Chanin urged an independent monitor who reports to Judge Orrick, former Rochester Police Chief Robert Warshaw, to focus on the remaining tasks in his next report and offer specific recommendations for how OPD can attain compliance. Chanin asked the court to be prepared to discuss ending NSA at the next court hearing on January 5.
“Progress is a dynamic process,” Chanin said. “Standing still is really moving backwards as many of the police departments in the Bay Area and beyond are moving backwards even as we speak. The end of the NSA should not be misconstrued to indicate the process of reform, that doing better, is over.”
But Judge Orrick indicated January may be too early to start a conversation about ending OPD’s oversight.
“I am confident there will be all sorts of things that will come up between now and then that are challenges to the department,” he said.

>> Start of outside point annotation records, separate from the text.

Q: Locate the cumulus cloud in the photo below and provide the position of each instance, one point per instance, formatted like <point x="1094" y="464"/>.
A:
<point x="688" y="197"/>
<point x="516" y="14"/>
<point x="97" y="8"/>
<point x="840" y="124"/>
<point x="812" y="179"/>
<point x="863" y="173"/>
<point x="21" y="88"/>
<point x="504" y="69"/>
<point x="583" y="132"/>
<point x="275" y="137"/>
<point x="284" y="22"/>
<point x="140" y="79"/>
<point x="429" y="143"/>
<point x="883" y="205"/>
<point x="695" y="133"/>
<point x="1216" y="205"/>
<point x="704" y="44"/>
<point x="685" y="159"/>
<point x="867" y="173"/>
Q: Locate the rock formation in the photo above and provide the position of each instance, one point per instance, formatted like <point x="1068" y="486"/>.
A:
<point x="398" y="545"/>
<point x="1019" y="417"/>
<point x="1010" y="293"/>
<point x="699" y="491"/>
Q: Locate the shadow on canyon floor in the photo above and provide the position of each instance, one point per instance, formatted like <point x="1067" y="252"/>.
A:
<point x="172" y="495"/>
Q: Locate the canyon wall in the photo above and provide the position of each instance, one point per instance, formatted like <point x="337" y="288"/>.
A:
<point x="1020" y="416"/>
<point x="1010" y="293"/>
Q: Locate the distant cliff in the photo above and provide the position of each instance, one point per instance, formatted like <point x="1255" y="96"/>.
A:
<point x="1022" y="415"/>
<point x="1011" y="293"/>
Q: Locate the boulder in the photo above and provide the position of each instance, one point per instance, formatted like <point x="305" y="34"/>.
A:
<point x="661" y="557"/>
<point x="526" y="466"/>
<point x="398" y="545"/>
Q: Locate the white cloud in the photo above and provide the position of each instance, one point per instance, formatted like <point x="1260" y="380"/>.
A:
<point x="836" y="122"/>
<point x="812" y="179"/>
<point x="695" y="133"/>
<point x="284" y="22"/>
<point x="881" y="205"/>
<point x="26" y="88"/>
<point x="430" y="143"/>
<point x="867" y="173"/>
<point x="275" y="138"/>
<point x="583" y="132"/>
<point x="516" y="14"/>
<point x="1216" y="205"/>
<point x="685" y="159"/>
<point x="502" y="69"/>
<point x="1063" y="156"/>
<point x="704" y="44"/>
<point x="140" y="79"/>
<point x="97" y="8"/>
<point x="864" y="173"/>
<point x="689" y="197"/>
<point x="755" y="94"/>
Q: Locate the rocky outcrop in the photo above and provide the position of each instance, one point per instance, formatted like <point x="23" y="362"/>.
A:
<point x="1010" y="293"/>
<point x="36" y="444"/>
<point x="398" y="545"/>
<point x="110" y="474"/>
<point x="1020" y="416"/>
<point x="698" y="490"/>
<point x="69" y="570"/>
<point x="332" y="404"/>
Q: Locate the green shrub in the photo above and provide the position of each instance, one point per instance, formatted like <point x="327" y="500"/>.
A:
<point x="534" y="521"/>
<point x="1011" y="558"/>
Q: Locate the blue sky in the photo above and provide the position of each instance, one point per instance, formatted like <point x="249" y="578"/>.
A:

Outside investigators are days away from completing an internal investigation of an Instagram account believed to be run by one or more Oakland police officers. Posts included contempt for OPD policies meant to prevent corruption and police brutality, along with sexist images and racist language.
Orrick has instructed outside counsel to share a report of the investigation’s findings with independent federal monitor Robert Warshaw and provide Orrick a copy. The judge said he will decide which parts of the report, if any, should be disclosed publicly.